It is no surprise that we have been dealing with some of the coldest air that we have seen in many years here in Mid-Missouri over the past week, but it does seem that we have some relief on the way. But first, let’s take a look at why we have been seeing such cold temperatures in the first place, in order to understand why we will be seeing nicer temperatures for the weekend.

This will be a showcase of just a couple of the weather models that we use to forecast weather. They are called the EURO model (European model) and the GFS model (American Model). These two are best utilized when forecasting large scale pattern changes 3-7 days in advance.

The pattern that we have been stuck in lately is depicted by the EURO and the GFS with charts showing the 250mb-300mb(28,000-33,000ft) wind patterns. Winds high up in the air act as the atmosphere’s engine in driving a lot of the weather that we see at the surface, and it’s no surprise that when cold arctic air in Canada is feeding those winds, that they will tend to produce much colder temperatures at our surface.

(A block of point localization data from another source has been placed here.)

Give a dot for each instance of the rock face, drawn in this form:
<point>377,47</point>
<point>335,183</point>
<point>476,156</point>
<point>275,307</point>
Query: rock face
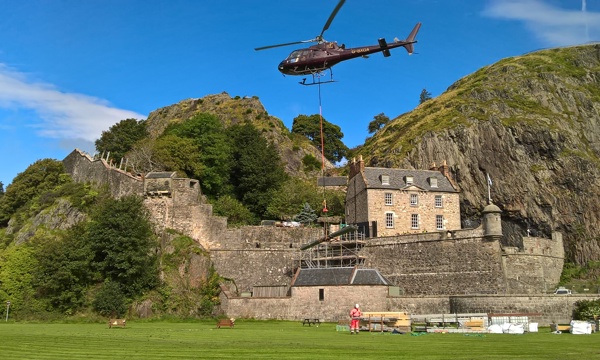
<point>533,124</point>
<point>238,110</point>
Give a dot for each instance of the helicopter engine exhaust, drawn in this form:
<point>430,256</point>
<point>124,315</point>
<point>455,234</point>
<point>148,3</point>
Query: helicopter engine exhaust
<point>383,45</point>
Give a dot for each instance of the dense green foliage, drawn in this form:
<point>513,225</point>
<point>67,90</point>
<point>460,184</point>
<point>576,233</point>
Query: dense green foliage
<point>289,201</point>
<point>110,301</point>
<point>208,156</point>
<point>275,340</point>
<point>310,126</point>
<point>257,171</point>
<point>237,214</point>
<point>121,137</point>
<point>378,122</point>
<point>307,216</point>
<point>63,273</point>
<point>238,169</point>
<point>38,178</point>
<point>123,246</point>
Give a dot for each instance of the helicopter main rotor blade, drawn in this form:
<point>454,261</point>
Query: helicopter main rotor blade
<point>333,14</point>
<point>286,44</point>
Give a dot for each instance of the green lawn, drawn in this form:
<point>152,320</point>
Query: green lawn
<point>275,340</point>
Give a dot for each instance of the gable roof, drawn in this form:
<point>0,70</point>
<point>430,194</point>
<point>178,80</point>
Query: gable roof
<point>332,181</point>
<point>338,276</point>
<point>160,175</point>
<point>397,177</point>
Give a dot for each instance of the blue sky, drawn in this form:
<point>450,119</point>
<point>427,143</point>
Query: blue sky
<point>70,69</point>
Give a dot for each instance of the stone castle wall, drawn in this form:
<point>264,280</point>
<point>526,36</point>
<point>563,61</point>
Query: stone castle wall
<point>304,303</point>
<point>438,263</point>
<point>83,168</point>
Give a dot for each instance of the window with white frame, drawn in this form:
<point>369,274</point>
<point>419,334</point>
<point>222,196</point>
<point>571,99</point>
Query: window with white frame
<point>414,221</point>
<point>439,222</point>
<point>389,220</point>
<point>385,179</point>
<point>438,201</point>
<point>414,199</point>
<point>389,199</point>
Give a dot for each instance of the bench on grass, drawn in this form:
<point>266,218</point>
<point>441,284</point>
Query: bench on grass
<point>308,321</point>
<point>476,324</point>
<point>561,328</point>
<point>116,322</point>
<point>225,322</point>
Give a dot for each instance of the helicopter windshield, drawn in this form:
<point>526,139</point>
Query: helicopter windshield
<point>296,55</point>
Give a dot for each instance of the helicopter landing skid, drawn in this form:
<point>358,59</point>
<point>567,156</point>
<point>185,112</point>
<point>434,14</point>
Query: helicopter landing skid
<point>317,79</point>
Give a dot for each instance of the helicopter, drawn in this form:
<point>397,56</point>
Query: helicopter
<point>318,58</point>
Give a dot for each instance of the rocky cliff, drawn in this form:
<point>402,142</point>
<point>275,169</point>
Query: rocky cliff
<point>533,123</point>
<point>237,110</point>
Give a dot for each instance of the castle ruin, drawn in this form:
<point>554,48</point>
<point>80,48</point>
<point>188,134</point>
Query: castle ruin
<point>463,270</point>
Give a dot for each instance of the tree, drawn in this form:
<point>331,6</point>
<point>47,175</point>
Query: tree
<point>310,126</point>
<point>237,214</point>
<point>40,177</point>
<point>110,301</point>
<point>295,192</point>
<point>174,153</point>
<point>215,151</point>
<point>123,245</point>
<point>378,122</point>
<point>121,137</point>
<point>307,215</point>
<point>257,171</point>
<point>425,95</point>
<point>63,273</point>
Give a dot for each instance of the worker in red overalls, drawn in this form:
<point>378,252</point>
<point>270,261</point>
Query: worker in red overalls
<point>355,314</point>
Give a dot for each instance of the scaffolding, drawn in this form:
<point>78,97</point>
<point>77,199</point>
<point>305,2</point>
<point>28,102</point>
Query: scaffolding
<point>342,251</point>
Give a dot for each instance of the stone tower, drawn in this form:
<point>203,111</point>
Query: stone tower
<point>492,223</point>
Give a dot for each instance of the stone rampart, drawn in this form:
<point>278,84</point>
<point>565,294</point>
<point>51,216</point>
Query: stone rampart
<point>304,303</point>
<point>439,263</point>
<point>83,168</point>
<point>436,263</point>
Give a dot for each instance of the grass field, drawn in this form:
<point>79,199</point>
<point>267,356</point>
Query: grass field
<point>275,340</point>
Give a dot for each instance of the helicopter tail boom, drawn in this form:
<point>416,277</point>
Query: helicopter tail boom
<point>410,40</point>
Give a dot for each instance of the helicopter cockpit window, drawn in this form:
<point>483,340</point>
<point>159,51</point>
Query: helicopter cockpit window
<point>297,55</point>
<point>294,56</point>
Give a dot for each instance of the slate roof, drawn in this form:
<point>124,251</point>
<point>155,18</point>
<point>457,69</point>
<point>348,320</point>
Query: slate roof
<point>338,276</point>
<point>332,181</point>
<point>160,175</point>
<point>397,179</point>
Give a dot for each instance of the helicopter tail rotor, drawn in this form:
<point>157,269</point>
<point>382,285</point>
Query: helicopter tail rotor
<point>410,40</point>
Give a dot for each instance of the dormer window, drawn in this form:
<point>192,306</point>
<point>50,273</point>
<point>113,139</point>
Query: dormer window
<point>414,199</point>
<point>385,179</point>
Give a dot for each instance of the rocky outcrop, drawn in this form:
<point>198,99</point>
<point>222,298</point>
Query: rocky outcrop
<point>238,110</point>
<point>533,123</point>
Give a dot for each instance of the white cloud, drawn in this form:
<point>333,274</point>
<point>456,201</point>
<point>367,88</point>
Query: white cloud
<point>554,26</point>
<point>61,115</point>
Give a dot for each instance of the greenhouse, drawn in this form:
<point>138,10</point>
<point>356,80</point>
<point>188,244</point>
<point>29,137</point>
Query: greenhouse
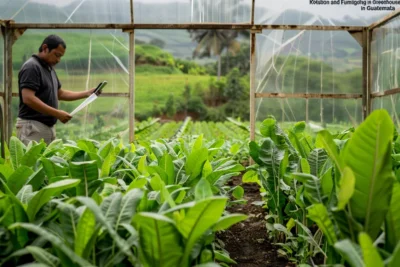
<point>229,133</point>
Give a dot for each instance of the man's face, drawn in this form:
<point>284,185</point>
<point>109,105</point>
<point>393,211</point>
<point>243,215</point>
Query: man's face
<point>53,57</point>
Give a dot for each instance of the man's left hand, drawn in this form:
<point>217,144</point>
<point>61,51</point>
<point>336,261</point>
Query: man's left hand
<point>91,91</point>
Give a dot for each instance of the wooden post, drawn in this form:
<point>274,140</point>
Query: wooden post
<point>132,79</point>
<point>131,86</point>
<point>365,60</point>
<point>8,42</point>
<point>252,86</point>
<point>369,70</point>
<point>252,77</point>
<point>2,121</point>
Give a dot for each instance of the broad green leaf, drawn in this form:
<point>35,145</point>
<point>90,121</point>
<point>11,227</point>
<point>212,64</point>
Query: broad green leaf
<point>160,243</point>
<point>167,165</point>
<point>32,155</point>
<point>19,178</point>
<point>317,159</point>
<point>156,170</point>
<point>45,194</point>
<point>254,151</point>
<point>16,152</point>
<point>53,169</point>
<point>327,182</point>
<point>238,192</point>
<point>350,252</point>
<point>195,162</point>
<point>198,144</point>
<point>201,217</point>
<point>299,127</point>
<point>324,140</point>
<point>18,213</point>
<point>107,163</point>
<point>370,253</point>
<point>87,146</point>
<point>106,148</point>
<point>87,172</point>
<point>207,169</point>
<point>267,128</point>
<point>42,256</point>
<point>203,190</point>
<point>368,155</point>
<point>271,156</point>
<point>54,240</point>
<point>36,179</point>
<point>110,207</point>
<point>56,145</point>
<point>395,260</point>
<point>250,177</point>
<point>313,190</point>
<point>6,171</point>
<point>346,189</point>
<point>319,214</point>
<point>226,168</point>
<point>84,231</point>
<point>305,167</point>
<point>25,194</point>
<point>229,220</point>
<point>142,165</point>
<point>129,204</point>
<point>392,222</point>
<point>235,149</point>
<point>121,243</point>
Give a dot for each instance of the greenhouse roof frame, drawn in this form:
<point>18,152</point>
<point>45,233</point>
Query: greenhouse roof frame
<point>363,35</point>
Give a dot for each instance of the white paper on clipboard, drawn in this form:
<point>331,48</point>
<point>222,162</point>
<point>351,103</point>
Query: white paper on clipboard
<point>84,104</point>
<point>91,98</point>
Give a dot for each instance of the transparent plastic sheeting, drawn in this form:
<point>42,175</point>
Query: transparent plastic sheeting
<point>302,12</point>
<point>308,62</point>
<point>66,11</point>
<point>118,11</point>
<point>320,112</point>
<point>1,63</point>
<point>385,56</point>
<point>94,123</point>
<point>91,57</point>
<point>391,104</point>
<point>192,11</point>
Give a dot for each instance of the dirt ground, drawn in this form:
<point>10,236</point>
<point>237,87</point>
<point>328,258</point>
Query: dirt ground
<point>247,242</point>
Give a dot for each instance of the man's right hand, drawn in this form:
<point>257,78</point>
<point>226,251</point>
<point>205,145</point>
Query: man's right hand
<point>63,116</point>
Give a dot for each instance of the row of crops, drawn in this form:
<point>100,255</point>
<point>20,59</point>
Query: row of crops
<point>331,198</point>
<point>89,204</point>
<point>334,198</point>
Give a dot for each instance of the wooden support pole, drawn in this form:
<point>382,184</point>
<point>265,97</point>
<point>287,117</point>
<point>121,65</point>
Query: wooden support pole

If you follow where that wind is originating, you can see it comes from northern Canada and it’s influence on us is the bitterly cold temperatures that we saw to close out the New Year here in Mid-Missouri.

However, headed into this weekend we are looking at a pattern shift in the upper levels of the atmosphere.

Here are the exact same models except instead of showing the pattern we will see this week, it’s showing the predictions for Sunday.



The difference between the two patterns is clear! You can see that the winds over Missouri are now originating from the Pacific Ocean which is a much warmer and more moist source of air.

While it doesn’t look like there will be much in the way of precipitation as of yet, this signaling of a pattern change that the models are showing us indicate that things are beginning to turn around. We are much more likely to see storm systems that will bring us precipitation in these Pacific-fed environments, and I am thinking that it’s going to open the door for much more active weather headed into the middle of January.